Tuesday, 16 December 2014
Dipangkar Kundu1, Floris Van Ogtrop2 and Rutger W Vervoort2, (1)University of Sydney, Sydney, NSW, Australia, (2)University of Sydney, Sydney, Australia
Abstract:
Scattered station based climate data is often not sufficient to describe the dynamics of the catchment processes and efficiently manage the water resources. Therefore, a lot of focus has been to identify alternative distributed data sources, such as; remotely sensed data or global re-analysis data. Hence, this study uses the Water and Global Change (WATCH) forcing data, based on 40 years ECMWF Re-Analysis (ERA-40), to model a semi-arid low land flood plain river basin in a data sparse region. The semi-distributed Soil Water Assessment Tool (SWAT) was used to model the river basin (Warrego, 52140.6 square km) located in the upper Murray-Darling basin in Eastern Australia.
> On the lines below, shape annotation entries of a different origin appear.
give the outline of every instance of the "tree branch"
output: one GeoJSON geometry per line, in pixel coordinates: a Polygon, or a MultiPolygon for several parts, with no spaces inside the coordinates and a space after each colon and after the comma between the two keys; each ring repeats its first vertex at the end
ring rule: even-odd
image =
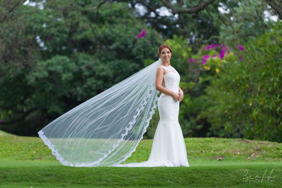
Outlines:
{"type": "Polygon", "coordinates": [[[278,4],[274,0],[264,0],[269,4],[271,8],[276,11],[278,14],[278,18],[280,19],[282,19],[282,7],[280,5],[278,4]]]}
{"type": "Polygon", "coordinates": [[[164,5],[168,8],[171,9],[174,14],[176,13],[191,13],[197,12],[199,11],[204,10],[206,7],[212,3],[215,0],[207,0],[206,1],[201,3],[198,4],[189,8],[176,8],[168,2],[167,0],[161,0],[164,5]]]}
{"type": "MultiPolygon", "coordinates": [[[[0,24],[2,24],[2,23],[3,23],[3,22],[4,22],[5,19],[6,19],[7,18],[7,17],[8,16],[8,15],[9,15],[9,14],[11,13],[11,12],[15,8],[17,7],[18,5],[20,3],[21,1],[22,1],[22,0],[19,0],[19,1],[18,2],[18,3],[17,3],[13,7],[9,9],[9,10],[8,11],[8,13],[7,13],[6,14],[6,15],[4,16],[2,19],[0,20],[0,24]]],[[[24,0],[23,3],[24,3],[27,1],[27,0],[24,0]]]]}

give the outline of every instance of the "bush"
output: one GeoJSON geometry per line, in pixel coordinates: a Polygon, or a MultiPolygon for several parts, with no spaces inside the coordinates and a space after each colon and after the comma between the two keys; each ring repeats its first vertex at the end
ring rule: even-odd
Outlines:
{"type": "Polygon", "coordinates": [[[226,57],[202,97],[199,115],[218,136],[282,142],[282,28],[279,20],[245,46],[241,61],[226,57]]]}

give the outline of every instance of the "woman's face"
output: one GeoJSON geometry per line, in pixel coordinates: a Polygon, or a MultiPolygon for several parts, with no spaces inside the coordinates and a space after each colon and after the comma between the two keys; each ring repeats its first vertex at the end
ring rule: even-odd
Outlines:
{"type": "Polygon", "coordinates": [[[161,58],[163,61],[169,62],[170,59],[171,53],[169,49],[167,48],[164,48],[161,52],[161,58]]]}

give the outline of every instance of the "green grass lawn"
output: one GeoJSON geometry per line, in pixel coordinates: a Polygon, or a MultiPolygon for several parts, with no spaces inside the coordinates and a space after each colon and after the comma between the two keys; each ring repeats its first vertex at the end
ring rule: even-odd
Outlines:
{"type": "MultiPolygon", "coordinates": [[[[62,165],[39,137],[0,136],[1,188],[282,187],[281,143],[186,138],[189,167],[76,167],[62,165]],[[244,173],[253,178],[266,170],[263,180],[271,173],[274,181],[243,182],[244,173]]],[[[147,160],[152,141],[141,140],[122,164],[147,160]]]]}

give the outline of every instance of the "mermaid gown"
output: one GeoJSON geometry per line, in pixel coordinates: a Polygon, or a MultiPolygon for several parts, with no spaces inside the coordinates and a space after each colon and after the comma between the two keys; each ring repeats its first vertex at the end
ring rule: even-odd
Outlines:
{"type": "MultiPolygon", "coordinates": [[[[160,65],[166,71],[162,86],[178,93],[180,76],[172,66],[160,65]]],[[[147,161],[117,164],[116,167],[189,166],[184,138],[178,122],[179,102],[162,93],[157,102],[160,115],[147,161]]]]}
Multi station model calibration was achieved using the Sequential Uncertainty Fitting -2 (SUFI-2) algorithm with the Nash Sutcliffe Efficiency (NSE) as the goal function against monthly observed flow data. Modelling of a low land river system is highly challenging, due to topographic heterogeneity, nonlinear climatic behavior and sparse observed flow data with extended periods of zero flows. Preliminary simulation results indicate a NSE of 0.26 to 0.86 for the calibration period and 0.04 to 0.47 for the validation period. Furthermore, the volume fraction explained by the model ranged from 0.69 to 2.71 in the validation period. While the unsatisfactory results may be attributed to the SWAT modelling framework, which struggles with modelling flow in flat flood plains, the study does reveal the potential to use remotely sensed data in low land river basins with little or no climate data.